Quelques minutes plus tard, un landau découvert emportait Mariolle et ses malles vers Montigny.
La forêt s’éveillait. Au pied des grands arbres, dont les têtes se couvraient d’une ombre légère de feuillage, les taillis étaient plus touffus. Les bouleaux hâtifs, aux membres d’argent, semblaient seuls habillés déjà pour l’été, tandis que les chênes immenses montraient seulement, au bout de leurs branchages, de légères taches vertes tremblotantes. Les hêtres, ouvrant plus vite leurs bourgeons pointus, laissaient tomber leurs dernières feuilles mortes de l’autre année.
Le long de la route, l’herbe, que ne couvrait point encore l’ombre impénétrable des cimes, était drue, luisante, vernie de sève nouvelle; et cette odeur de pousses naissantes, déjà perçue par Mariolle dans l’avenue des Champs-Élysées, l’enveloppait maintenant, le noyait dans un immense bain de vie végétale germant sous le premier soleil. Il respirait par grandes haleines, comme un libéré qui sort de prison, et, avec la sensation d’un homme dont on vient de rompre les liens, il étendit mollement ses deux bras sur les deux côtés du landau, laissant pendre ses mains au-dessus des deux roues.
C’était bon d’aspirer ce grand air libre et pur; mais comme il en devrait boire, et boire encore, longtemps, longtemps, de cet air, pour en être imprégné jusqu’à souffrir un peu moins, pour qu’à travers ses poumons il sentît enfin ce souffle frais glisser aussi sur la plaie vive de son cœur, et la calmer!
Il traversa Marlotte, où le cocher lui montra l’hôtel Corot, qu’on venait d’ouvrir et dont on vantait l’originalité. Puis suivit une route entre la forêt à gauche et, à droite, une grande plaine avec des arbres par places et des coteaux à l’horizon. Puis on pénétra dans une longue rue de village, une rue blanche, aveuglante, entre deux lignes interminables de petites maisons couvertes en tuiles. Par places, un énorme lilas fleuri jaillissait au-dessus d’un mur.

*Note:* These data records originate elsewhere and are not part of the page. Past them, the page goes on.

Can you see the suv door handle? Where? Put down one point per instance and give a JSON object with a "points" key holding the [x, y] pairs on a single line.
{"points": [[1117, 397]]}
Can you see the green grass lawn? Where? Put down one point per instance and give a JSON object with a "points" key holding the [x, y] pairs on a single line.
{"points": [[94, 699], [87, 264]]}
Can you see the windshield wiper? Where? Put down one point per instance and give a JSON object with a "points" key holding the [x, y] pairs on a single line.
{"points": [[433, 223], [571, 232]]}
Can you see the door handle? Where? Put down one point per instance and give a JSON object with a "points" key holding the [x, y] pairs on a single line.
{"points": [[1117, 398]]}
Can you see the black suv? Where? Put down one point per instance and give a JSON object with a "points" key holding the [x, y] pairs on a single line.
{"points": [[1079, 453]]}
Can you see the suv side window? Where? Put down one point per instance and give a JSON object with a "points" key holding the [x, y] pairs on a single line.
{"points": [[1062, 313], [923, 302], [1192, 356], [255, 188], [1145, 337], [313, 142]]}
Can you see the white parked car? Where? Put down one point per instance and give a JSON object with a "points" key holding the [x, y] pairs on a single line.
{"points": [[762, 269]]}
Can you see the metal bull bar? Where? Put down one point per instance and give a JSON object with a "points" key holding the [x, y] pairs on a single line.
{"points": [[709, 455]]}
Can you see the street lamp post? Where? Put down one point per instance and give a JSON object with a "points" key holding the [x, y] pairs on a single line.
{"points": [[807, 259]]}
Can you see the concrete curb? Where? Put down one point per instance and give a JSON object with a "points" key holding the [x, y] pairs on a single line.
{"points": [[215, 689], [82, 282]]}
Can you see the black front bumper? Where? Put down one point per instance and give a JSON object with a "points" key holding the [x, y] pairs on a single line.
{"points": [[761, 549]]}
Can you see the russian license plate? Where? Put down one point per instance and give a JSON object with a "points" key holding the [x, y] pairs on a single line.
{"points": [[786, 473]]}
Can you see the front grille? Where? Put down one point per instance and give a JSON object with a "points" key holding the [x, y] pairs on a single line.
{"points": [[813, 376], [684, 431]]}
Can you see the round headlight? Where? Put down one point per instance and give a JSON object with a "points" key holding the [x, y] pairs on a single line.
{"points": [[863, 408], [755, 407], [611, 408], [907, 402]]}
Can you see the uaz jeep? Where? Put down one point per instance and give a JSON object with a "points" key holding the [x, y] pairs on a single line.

Cette rue suivait un étroit vallon qui descendait au petit cours d’eau. Quand Mariolle l’aperçut, il eut un ravissement. C’était un fleuve mince, rapide, agité et tournoyant, qui lavait sur une de ses rives le pied même des maisons et les murs des jardins, tandis que, sur l’autre, il baignait des prairies, où des arbres légers égrenaient leurs frêles feuillages à peine ouverts.
Mariolle trouva tout de suite la demeure indiquée, et en fut charmé. C’était une vieille maison restaurée par un peintre qui passa là cinq ans, puis s’en lassa, et la mit à louer. Elle était tout au bord de l’eau, séparée seulement du courant par un joli jardin que terminait une terrasse à tilleuls. Le Loing, qui venait de tomber d’un barrage par une chute haute d’un pied ou deux, filait le long de cette terrasse, en déroulant de grands remous. Par les fenêtres de la façade on apercevait, de l’autre côté, les prés.
—Je me guérirai ici, pensa Mariolle.
Tout avait été convenu avec le notaire pour le cas où cette maison lui plairait. Le cocher porta la réponse. Il fallut alors s’occuper de l’installation, qui fut rapide, le secrétaire de la mairie ayant fourni deux femmes, l’une pour la nourriture, l’autre pour faire la chambre et prendre soin du linge.
Il y avait en bas un salon, une salle à manger, la cuisine et deux petites pièces; au premier, une belle chambre et une sorte de grand cabinet que l’artiste propriétaire avait disposé en atelier. Tout cela installé avec amour, comme on installe quand on s’éprend d’un pays et d’un logis. C’était maintenant un peu défraîchi, un peu dérangé, avec l’air veuf et délaissé des demeures dont le maître est parti.